Starter Motor Solenoid (Chevy 6.5TD)

I suspect that the solenoid on my starter is playing up.
When i turn the key, for the first couple of times, all I get is a click, eventually, the starter will spin and the engine will fire.

I've been told that the solenoid contacts need cleaning/shimming/replacing? but would prefer to have a manual (or the relevent page) in front of me before I attempt stripdown and rebuild.

Does anyone know if this info is available online as the manuals are horrendously expensive?
Thanks


----------



## eddievanbitz (May 1, 2005)

Hi Zaskar

Before spending loads of money check

1: The grounding cable on to the engine block, it may look fine but remove it and use a wire brush on the block the chassis and the terminals. It is a flexible lead about 30mm (ish) wide, non insulated.

2: The main positive connector goes from the engine battery to the lug on the starter solenoid and there is a second positive connecting lead on the same lug that goes on up to the main vehicle fuse board/supply panel. This connection also often makes a poor connection. 

I can't guarantee that this is the problem but, I have worked on loads of 6.5 Chevy's that have been booked in with the same fault and the problem has been resolved by the above action, which is cheaper than a new or rebuilt starter!

Hope that this helps

Eddie


----------



## LC1962 (Oct 6, 2005)

Hi Paul

You could try here: http://motors.search.ebay.com/chevy..._trksidZm37QQcatrefZC12QQfromZR40QQsacatZ6029

Failing that I can ask James for you as he has manuals kicking about, whether he has one to suit your bus I do not know.
Cheers
Linda


----------



## olley (May 1, 2005)

Hi Zaskar its in the workhorse service manual in reasonable detail, if you want a copy on cd please pm me your address.

Olley


----------



## eddievanbitz (May 1, 2005)

Just thought! The main engine ground is at the back of the block so attack it with the engine hatch open!


----------



## zaskar (Jun 6, 2005)

Thanks for all the info pips  
I'll act on it accordingly over the evenings of this week.
Must admit Eddie, I'd forgotton about the one under the dog hatch


----------



## olley (May 1, 2005)

Hi Paul, haven't I already sent you the Workhorse service manual on cd??

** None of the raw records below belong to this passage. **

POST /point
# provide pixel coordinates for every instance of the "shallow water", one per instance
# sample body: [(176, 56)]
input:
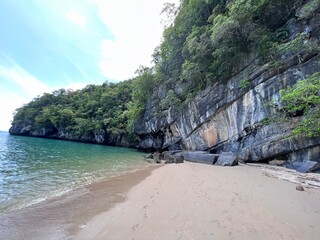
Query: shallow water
[(35, 169)]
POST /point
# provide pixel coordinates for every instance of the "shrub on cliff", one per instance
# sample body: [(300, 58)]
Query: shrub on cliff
[(304, 98)]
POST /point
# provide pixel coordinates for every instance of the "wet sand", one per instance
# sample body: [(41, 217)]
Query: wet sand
[(195, 201), (62, 217)]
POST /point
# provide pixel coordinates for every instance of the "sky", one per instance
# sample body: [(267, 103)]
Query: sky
[(46, 45)]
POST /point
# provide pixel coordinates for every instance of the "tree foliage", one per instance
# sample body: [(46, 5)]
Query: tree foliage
[(304, 98)]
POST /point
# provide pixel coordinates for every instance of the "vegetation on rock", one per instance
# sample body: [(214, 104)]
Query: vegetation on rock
[(205, 42), (304, 99)]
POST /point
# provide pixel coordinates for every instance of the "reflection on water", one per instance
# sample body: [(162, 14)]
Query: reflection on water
[(33, 169)]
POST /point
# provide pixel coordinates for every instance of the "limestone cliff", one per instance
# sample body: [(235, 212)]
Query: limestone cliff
[(231, 117)]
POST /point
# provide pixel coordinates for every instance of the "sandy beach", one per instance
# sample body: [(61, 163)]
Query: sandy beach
[(195, 201), (175, 201)]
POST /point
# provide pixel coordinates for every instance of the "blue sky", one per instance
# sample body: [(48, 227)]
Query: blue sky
[(51, 44)]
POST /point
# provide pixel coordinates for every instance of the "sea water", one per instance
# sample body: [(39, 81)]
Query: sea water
[(36, 169)]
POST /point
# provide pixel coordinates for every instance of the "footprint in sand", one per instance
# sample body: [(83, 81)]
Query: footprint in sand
[(134, 227)]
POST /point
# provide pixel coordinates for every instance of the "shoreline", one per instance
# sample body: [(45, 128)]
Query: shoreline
[(198, 201), (174, 201), (63, 216)]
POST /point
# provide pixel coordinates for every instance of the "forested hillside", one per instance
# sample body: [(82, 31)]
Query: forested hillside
[(207, 46)]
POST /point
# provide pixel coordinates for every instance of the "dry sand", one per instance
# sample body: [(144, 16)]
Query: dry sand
[(195, 201)]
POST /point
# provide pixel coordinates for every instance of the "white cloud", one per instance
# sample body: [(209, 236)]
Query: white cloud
[(9, 102), (76, 18), (19, 77), (21, 80), (136, 26)]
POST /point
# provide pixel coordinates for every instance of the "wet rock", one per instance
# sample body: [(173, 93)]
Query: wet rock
[(149, 156), (199, 157), (304, 167), (299, 188), (227, 159), (277, 162), (157, 157), (172, 157)]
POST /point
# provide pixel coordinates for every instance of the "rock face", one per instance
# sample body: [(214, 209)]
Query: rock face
[(227, 117), (227, 159)]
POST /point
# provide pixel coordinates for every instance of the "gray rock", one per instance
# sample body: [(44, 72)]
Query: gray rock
[(199, 157), (173, 157), (227, 159), (277, 162), (299, 188), (149, 156), (157, 157), (304, 167)]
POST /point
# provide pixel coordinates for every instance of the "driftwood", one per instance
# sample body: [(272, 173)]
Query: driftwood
[(307, 180)]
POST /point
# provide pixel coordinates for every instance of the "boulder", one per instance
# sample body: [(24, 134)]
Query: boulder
[(299, 188), (227, 159), (170, 157), (198, 156), (157, 157), (278, 162), (304, 167)]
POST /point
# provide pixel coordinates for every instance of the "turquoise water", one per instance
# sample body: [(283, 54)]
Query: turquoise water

Or am I really losing it? :lol: 

Olley


----------



## zaskar (Jun 6, 2005)

olley said:


> Hi Paul, haven't I already sent you the Workhorse service manual on cd??
> Or am I really losing it? :lol:
> Olley


errrrr, in fairness, I think you might have done.  
I'll have a look when I get "home" tonight.  
It's one thing thats never failed to amaze ffiona and I.........
How the heck to we manage to "loose" so much in a 34ft X 8ft box!!!!  8O


----------



## olley (May 1, 2005)

Hi Paul I think we both need a holiday. :lol: :lol: You want page 2501 

Olley


----------



## 91645 (May 1, 2005)

Hi Zaskar:
You are well informed: the starter solenoid has a weak point: the contacts are of a poor quality so cleaning is a must for good operation. This is what I learned as a member of the " Diesel Page". So far my engine starts very well, however I changed the starting control system as recommended by some members of the Diesel Page. Also I learned that the starting switch situated at the steering column may cause starting problems. I carry a spare one just in case. Hope you can find out the root cause of your starting problems. Keep us informed we are all eager to learn.
Regards
John Bouwens


----------